The UGBC Student Assembly convened on Monday night for an emergency meeting regarding the acts of racism that occurred on campus this past weekend. Hundreds of concerned students joined thirty-six senators to present and debate a resolution calling for immediate action and the implementation of long-lasting reforms in response to the horrifying incident and the perpetuation of racism and intolerance at BC.
Members of UGBC outlined a list of short-term demands that included the expulsion of Michael Sorkin, accommodations for Black students during finals, a statement issued by Fr. William P. Leahy on or before Dec. 15, and the use of external mental health resources for students of color.
The organization also detailed a series of long-term proposals intended to shift the culture and conversation at BC and develop a more inclusive environment.

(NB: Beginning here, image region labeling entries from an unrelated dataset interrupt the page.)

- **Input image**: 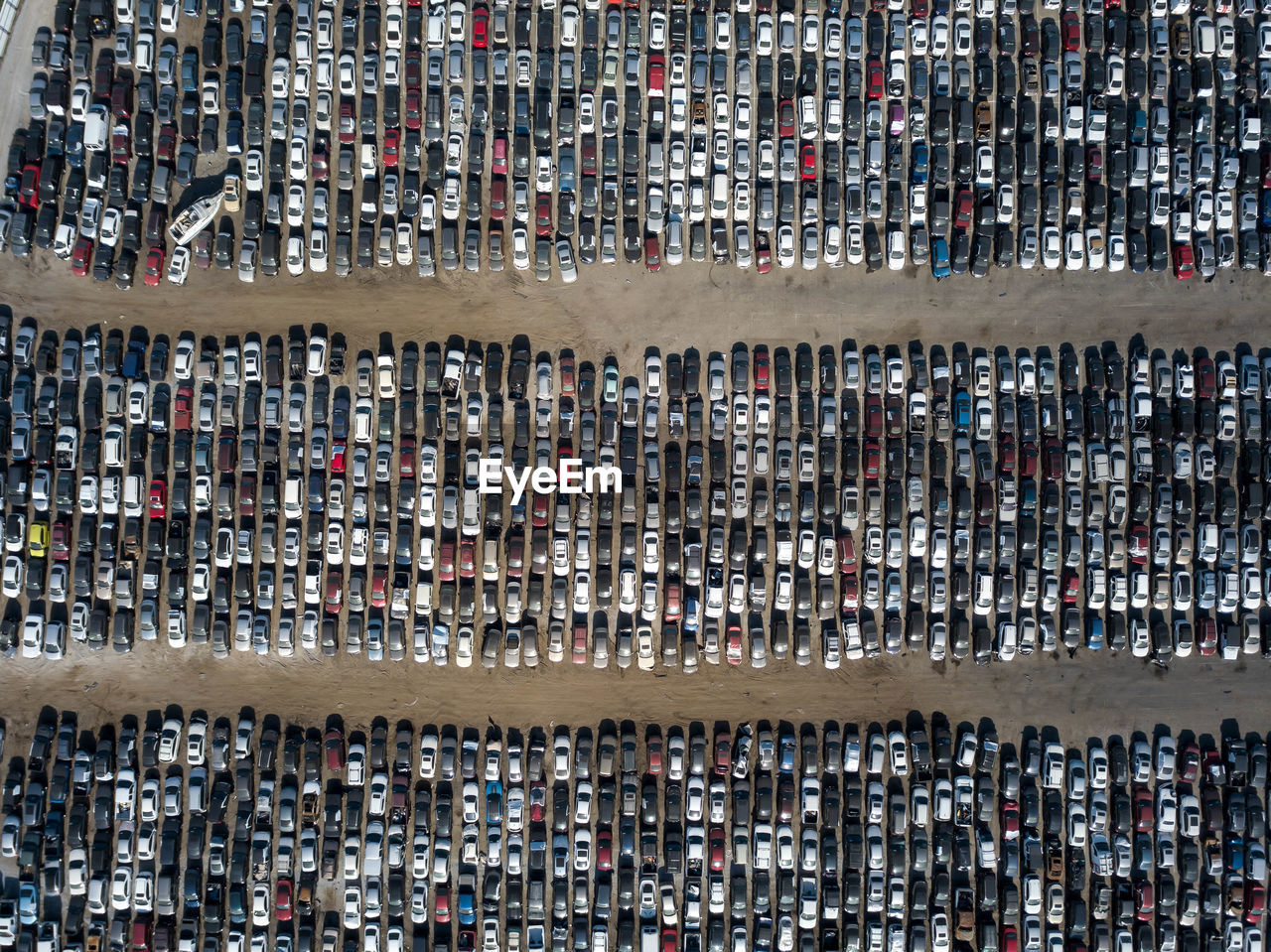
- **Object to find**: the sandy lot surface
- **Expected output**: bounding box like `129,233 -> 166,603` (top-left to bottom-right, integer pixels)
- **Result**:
0,255 -> 1268,363
0,643 -> 1271,752
0,218 -> 1271,736
0,0 -> 1271,752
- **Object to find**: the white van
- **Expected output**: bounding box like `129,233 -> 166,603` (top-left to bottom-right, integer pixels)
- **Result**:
83,103 -> 110,153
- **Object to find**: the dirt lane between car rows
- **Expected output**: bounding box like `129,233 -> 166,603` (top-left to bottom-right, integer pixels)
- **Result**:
0,257 -> 1271,366
0,201 -> 1271,741
0,642 -> 1271,753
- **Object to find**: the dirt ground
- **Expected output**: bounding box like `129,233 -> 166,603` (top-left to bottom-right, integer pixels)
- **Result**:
0,248 -> 1268,363
0,0 -> 1271,753
0,216 -> 1271,751
0,643 -> 1271,753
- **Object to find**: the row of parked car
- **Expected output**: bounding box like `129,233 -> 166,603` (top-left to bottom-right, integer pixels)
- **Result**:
0,708 -> 1267,952
0,321 -> 1271,670
12,0 -> 1271,278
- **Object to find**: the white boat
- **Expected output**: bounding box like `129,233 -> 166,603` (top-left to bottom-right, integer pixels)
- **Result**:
168,192 -> 223,245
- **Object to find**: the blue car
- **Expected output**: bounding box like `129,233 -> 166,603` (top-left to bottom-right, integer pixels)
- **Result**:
931,237 -> 949,281
953,390 -> 971,434
18,883 -> 40,925
909,141 -> 926,183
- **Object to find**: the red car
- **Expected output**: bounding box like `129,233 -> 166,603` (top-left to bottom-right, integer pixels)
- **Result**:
648,54 -> 666,95
150,479 -> 168,518
146,245 -> 164,287
71,237 -> 92,277
1059,12 -> 1081,54
1175,243 -> 1196,281
866,56 -> 884,99
799,142 -> 816,182
473,4 -> 490,50
711,826 -> 725,874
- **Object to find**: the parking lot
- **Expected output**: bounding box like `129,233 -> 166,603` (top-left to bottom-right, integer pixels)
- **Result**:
0,707 -> 1267,951
5,0 -> 1271,280
3,321 -> 1271,672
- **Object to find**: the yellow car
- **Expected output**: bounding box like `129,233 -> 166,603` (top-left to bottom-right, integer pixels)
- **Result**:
27,522 -> 49,559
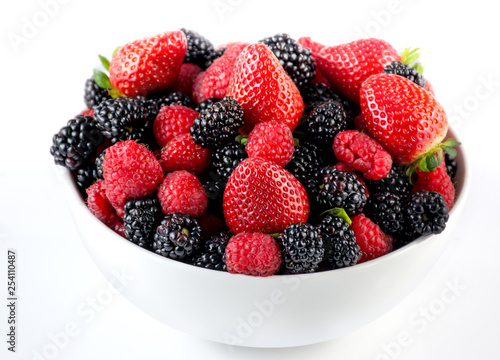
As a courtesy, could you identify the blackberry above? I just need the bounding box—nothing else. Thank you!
[153,213,201,260]
[180,29,215,70]
[366,164,411,199]
[278,223,325,274]
[83,77,111,109]
[307,166,366,216]
[193,233,229,271]
[94,97,153,144]
[191,96,243,149]
[50,115,104,170]
[211,142,248,185]
[123,198,162,250]
[306,101,347,146]
[285,141,323,186]
[363,191,404,235]
[444,152,458,180]
[318,215,361,269]
[259,34,316,88]
[405,190,449,236]
[384,61,425,87]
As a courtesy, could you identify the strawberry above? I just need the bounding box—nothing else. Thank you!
[223,158,309,234]
[109,31,187,97]
[316,39,401,103]
[226,43,304,133]
[360,74,459,171]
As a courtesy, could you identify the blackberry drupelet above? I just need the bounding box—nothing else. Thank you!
[306,101,347,147]
[123,198,163,250]
[318,215,361,269]
[259,34,316,88]
[180,29,215,70]
[211,142,248,185]
[191,96,243,149]
[50,115,104,170]
[278,223,325,274]
[94,97,153,144]
[193,232,229,271]
[363,191,404,235]
[405,190,449,236]
[366,164,411,199]
[384,61,425,87]
[307,166,366,216]
[153,213,201,261]
[444,152,458,180]
[285,141,324,186]
[83,77,111,109]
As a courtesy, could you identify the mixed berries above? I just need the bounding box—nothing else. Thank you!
[50,29,460,276]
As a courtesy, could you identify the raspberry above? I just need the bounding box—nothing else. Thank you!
[158,170,207,217]
[161,133,210,175]
[153,213,201,261]
[153,105,199,147]
[226,233,281,276]
[87,180,125,237]
[351,214,393,264]
[173,63,202,96]
[333,130,392,180]
[245,121,295,166]
[278,223,325,274]
[103,140,163,217]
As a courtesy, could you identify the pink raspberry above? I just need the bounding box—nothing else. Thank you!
[226,233,281,276]
[351,214,393,264]
[161,133,210,175]
[103,140,163,217]
[333,130,392,180]
[158,170,208,217]
[86,180,125,237]
[245,121,295,166]
[153,105,199,147]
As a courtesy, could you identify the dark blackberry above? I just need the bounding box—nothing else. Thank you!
[384,61,425,87]
[318,215,361,269]
[193,233,229,271]
[83,77,111,109]
[123,198,163,250]
[285,141,323,186]
[405,190,449,236]
[363,191,404,235]
[211,142,248,185]
[307,166,366,216]
[278,223,325,274]
[50,115,104,170]
[94,97,153,144]
[260,34,316,88]
[444,152,458,180]
[366,164,411,199]
[191,96,243,149]
[306,101,347,147]
[180,29,215,70]
[153,213,201,260]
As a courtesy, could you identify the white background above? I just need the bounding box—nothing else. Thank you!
[0,0,500,360]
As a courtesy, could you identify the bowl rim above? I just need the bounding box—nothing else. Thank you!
[58,128,470,283]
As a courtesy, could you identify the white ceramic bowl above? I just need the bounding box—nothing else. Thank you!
[57,132,468,347]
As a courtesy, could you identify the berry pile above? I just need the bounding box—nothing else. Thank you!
[50,29,460,276]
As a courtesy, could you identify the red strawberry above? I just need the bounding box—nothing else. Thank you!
[153,105,199,147]
[226,43,304,133]
[245,121,295,166]
[103,140,163,217]
[223,158,309,234]
[360,74,458,171]
[161,133,210,175]
[109,31,187,97]
[316,39,401,103]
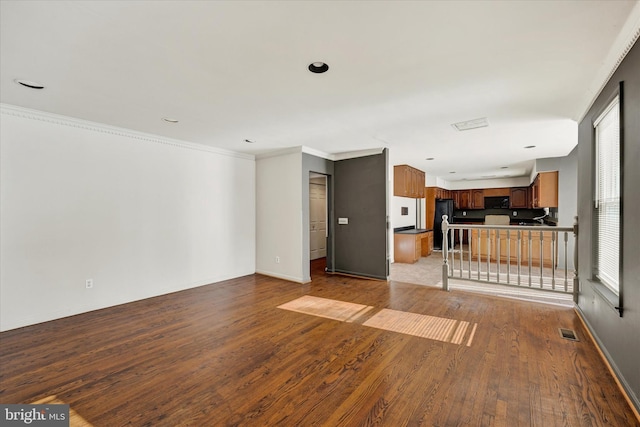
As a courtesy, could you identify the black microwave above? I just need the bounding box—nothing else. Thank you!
[484,196,509,209]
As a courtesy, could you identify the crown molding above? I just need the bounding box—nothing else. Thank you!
[0,104,255,160]
[577,2,640,123]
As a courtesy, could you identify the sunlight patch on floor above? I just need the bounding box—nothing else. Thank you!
[278,295,373,322]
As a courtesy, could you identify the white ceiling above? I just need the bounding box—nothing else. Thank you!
[0,0,640,181]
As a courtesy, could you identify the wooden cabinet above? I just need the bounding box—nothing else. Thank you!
[471,190,484,209]
[531,171,558,209]
[393,165,425,199]
[471,230,558,267]
[393,232,433,264]
[509,187,530,209]
[458,190,471,209]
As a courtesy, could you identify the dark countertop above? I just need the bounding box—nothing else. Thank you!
[451,216,557,227]
[393,227,433,234]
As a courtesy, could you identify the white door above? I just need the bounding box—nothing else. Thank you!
[309,178,327,260]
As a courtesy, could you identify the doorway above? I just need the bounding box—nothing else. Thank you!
[309,172,328,271]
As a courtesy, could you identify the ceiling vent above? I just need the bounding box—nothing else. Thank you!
[451,117,489,131]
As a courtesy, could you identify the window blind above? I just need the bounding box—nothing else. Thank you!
[594,97,620,294]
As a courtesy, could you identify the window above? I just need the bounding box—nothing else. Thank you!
[593,97,620,294]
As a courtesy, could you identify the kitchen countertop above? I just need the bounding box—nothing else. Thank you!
[393,228,433,234]
[451,216,557,227]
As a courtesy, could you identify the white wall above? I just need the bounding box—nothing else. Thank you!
[256,149,308,283]
[0,105,255,330]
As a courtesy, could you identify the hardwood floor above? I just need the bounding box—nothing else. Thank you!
[0,261,638,426]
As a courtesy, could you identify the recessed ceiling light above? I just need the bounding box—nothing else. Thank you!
[309,62,329,74]
[14,79,44,89]
[451,117,489,131]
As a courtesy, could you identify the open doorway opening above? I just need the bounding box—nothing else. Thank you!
[309,172,328,278]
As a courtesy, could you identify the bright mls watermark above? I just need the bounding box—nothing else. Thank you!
[0,403,69,427]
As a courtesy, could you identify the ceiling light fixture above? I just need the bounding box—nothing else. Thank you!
[14,79,44,89]
[451,117,489,131]
[309,62,329,74]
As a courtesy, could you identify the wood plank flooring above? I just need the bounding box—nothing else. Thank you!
[0,262,639,427]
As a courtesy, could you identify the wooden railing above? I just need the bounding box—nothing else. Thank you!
[442,215,578,302]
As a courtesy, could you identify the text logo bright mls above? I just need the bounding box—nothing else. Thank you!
[0,404,69,427]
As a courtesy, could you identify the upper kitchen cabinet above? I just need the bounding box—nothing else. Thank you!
[509,187,530,209]
[471,189,484,209]
[531,171,558,209]
[393,165,425,199]
[454,190,471,209]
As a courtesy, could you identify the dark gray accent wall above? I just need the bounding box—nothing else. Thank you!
[332,149,389,280]
[302,153,334,282]
[578,39,640,410]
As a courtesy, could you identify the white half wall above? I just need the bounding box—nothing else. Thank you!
[0,106,255,330]
[256,149,308,283]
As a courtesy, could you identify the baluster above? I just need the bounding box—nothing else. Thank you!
[458,228,464,277]
[507,230,511,284]
[516,230,522,286]
[467,228,471,279]
[540,231,544,289]
[496,230,500,283]
[442,215,449,291]
[551,231,558,291]
[487,230,491,282]
[564,231,578,292]
[477,230,482,280]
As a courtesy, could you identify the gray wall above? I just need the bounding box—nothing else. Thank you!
[333,149,389,280]
[578,43,640,409]
[302,153,334,282]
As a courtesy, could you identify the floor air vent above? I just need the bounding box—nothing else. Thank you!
[558,328,580,341]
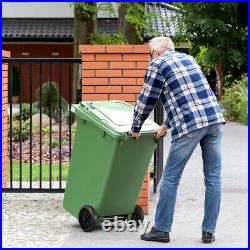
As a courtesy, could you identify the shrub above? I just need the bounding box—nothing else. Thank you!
[222,76,248,125]
[9,120,30,141]
[13,103,39,121]
[88,32,127,44]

Proposals included the creation of a first-year seminar that addresses race and social identity, increased funding for the Thea Bowman AHANA Intercultural Center and Montserrat Coalition, the investment of $4 million in a five-year initiative to hire a more diverse faculty in all schools at the university, and the improvement of institutional structures and practices regarding race.
During the period for debate, senators ceded their time to spectators, allowing students unaffiliated with UGBC to ask questions and voice their opinions. The first person to speak requested a statement from Dean of Students Thomas A. Mogan, who stood silently at the back of the Murray Function Room. Mogan recounted and condemned the racist episode that took place Saturday night and assured those present that he would meet with a larger administrative assembly to discuss how to proceed.
“We’re here tonight to start to roll up our sleeves and get to work and see how we can make this community stronger and more inclusive as we move forward,” Mogan announced to the audience. He created a stir, however, when he told the gathering to “trust in the system.”
Some students suggested motions of their own, including measures to hold tenured professors accountable for comments and biases, give a more powerful voice to black athletes, and hire mental health professionals of color. All three proposals received the support of the senate and passed as amendments to the original resolution.
One individual noted that white students need to actively engage in conversations about race and privilege in order to change the culture on campus. “The onus should not be on black students to solve this,” another person commented.
When it came time to vote, thirty-five senators approved the resolution while one abstained. UGBC has requested a response from the University no later than Jan. 31, 2019. In the meantime, they have asked that students sign a petition, which includes the full list of their demands.